Do’s and Don’ts
From the earliest part of the discussions (either face-to-face or in emails) it is advisable to establish parameters. These include hands-off rooms or closets, use of computers, cars, etc. It is good to be specific on matters such as who will foot the utility payments and other things like minor accidents using the appliances and the like.
Confirmations on all the agreed-on matter are very important. And they are useful if written down. People forget. Records stay on paper. Confirmations are also important on the final details of your arrangement.
Telling the neighbors
It is always good policy to inform the neighbors that you are lending your home to guests for the time you are away. Aside from potential untoward incidents or animosities, neighbors can be a big help to your guests.
Instructions and notes
Write down emergency numbers of local doctors and local police for the benefit of your exchange partners. Include written guides and other instructions on how to operate appliances and other equipments or anything else that need some explanation.
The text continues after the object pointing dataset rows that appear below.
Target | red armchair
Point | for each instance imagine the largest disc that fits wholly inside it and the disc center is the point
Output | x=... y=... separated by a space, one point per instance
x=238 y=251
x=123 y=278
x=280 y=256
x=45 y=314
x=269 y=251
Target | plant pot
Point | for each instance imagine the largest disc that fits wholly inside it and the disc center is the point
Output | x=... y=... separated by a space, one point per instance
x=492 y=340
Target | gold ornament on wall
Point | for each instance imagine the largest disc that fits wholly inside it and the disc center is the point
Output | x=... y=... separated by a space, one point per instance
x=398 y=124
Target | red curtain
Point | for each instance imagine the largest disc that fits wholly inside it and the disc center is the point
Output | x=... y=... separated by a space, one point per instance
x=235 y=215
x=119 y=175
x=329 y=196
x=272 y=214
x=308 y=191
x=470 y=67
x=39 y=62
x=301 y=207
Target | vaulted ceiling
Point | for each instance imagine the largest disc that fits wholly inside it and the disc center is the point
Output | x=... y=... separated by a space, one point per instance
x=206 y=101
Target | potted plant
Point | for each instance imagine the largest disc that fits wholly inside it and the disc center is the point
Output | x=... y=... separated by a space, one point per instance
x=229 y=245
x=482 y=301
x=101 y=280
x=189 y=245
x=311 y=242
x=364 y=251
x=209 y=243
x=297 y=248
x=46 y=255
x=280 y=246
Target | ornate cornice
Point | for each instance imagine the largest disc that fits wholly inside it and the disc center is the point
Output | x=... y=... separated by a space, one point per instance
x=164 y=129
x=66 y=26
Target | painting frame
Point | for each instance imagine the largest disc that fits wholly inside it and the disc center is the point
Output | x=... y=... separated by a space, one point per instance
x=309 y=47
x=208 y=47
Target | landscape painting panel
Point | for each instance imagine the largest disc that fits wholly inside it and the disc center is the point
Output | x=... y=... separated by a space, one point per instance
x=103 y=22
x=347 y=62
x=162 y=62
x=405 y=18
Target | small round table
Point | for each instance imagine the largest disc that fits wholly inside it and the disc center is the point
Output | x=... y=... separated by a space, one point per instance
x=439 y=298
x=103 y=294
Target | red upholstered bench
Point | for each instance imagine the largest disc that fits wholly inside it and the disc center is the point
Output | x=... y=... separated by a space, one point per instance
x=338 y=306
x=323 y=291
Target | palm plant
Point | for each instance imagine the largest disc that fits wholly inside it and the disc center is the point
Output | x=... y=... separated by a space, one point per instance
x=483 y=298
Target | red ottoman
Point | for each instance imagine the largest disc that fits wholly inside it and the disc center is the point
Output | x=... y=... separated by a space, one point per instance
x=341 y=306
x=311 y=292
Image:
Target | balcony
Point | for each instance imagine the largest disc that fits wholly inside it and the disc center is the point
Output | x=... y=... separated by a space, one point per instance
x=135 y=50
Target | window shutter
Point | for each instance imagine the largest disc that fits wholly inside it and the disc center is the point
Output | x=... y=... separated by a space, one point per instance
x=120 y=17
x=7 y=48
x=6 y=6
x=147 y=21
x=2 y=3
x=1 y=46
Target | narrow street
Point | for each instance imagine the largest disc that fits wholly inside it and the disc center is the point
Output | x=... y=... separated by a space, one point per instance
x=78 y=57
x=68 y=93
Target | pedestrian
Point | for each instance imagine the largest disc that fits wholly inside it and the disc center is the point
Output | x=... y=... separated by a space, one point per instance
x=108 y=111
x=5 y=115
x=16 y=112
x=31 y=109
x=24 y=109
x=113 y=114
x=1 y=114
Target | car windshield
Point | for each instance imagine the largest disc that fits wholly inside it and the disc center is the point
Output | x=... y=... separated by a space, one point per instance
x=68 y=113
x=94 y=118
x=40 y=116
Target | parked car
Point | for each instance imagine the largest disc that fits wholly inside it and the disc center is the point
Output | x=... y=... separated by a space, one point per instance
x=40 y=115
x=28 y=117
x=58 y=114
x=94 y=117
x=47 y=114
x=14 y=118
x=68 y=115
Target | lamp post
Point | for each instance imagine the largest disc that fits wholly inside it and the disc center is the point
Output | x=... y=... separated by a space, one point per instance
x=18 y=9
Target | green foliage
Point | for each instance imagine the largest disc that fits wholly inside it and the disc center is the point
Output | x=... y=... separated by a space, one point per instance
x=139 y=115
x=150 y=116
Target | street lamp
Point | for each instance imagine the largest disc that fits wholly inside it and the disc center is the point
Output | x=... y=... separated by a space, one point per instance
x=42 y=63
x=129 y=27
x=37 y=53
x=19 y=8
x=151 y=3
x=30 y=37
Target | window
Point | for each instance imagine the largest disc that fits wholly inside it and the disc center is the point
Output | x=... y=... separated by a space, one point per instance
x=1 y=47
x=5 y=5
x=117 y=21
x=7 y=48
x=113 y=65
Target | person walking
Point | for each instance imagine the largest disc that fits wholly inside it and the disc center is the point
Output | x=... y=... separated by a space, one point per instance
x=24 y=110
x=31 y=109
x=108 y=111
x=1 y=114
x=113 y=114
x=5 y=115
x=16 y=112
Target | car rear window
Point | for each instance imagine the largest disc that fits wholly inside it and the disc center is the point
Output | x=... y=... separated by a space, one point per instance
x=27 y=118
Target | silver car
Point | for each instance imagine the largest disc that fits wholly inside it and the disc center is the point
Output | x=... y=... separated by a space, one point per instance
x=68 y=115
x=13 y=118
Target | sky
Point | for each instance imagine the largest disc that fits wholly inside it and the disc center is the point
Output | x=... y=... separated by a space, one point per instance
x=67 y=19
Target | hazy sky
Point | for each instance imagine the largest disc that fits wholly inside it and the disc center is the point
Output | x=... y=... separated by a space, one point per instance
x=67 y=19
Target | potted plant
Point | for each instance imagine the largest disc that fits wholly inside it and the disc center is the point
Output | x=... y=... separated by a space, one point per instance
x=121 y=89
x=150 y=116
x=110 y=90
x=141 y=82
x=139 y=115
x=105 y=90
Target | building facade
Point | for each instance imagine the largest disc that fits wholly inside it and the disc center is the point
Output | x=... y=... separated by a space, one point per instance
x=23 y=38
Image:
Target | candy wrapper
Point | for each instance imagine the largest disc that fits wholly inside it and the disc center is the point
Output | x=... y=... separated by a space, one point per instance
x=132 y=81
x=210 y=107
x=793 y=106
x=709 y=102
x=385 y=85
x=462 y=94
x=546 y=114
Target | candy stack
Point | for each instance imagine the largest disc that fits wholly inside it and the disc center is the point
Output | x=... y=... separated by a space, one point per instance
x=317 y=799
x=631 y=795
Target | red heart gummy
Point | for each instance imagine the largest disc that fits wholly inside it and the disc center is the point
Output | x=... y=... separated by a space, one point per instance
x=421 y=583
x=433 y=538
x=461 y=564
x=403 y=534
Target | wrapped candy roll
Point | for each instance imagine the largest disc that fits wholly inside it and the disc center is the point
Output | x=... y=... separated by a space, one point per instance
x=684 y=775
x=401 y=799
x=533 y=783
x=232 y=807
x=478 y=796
If you are the guests and there will be an addition to your party, it is common courtesy that you inform your hosts. A friend or a relative or two might pop up and join you at the last minute either for part or all of your stay. Tell your hosts at once and if the home can accommodate the addition, in most cases it shall be accepted.
Clean up after you
You owe it to your hosts to put the home back to its original state: clean bed sheets on the bed, clean towels in the bathroom, washed and dried dishes in their racks, scrubbed oven, etc.
Replace items that you used up, like washing powder, sugar, cooking oil, etc. If you swapped cars as well, be sure to leave it with a full tank of gas.
The Golden Rule
The Golden Rule might serve as a good reminder that while you are at your home exchange partner’s home, he is also living in yours. What you would expect him to do with your house, he expects you to do the same to his.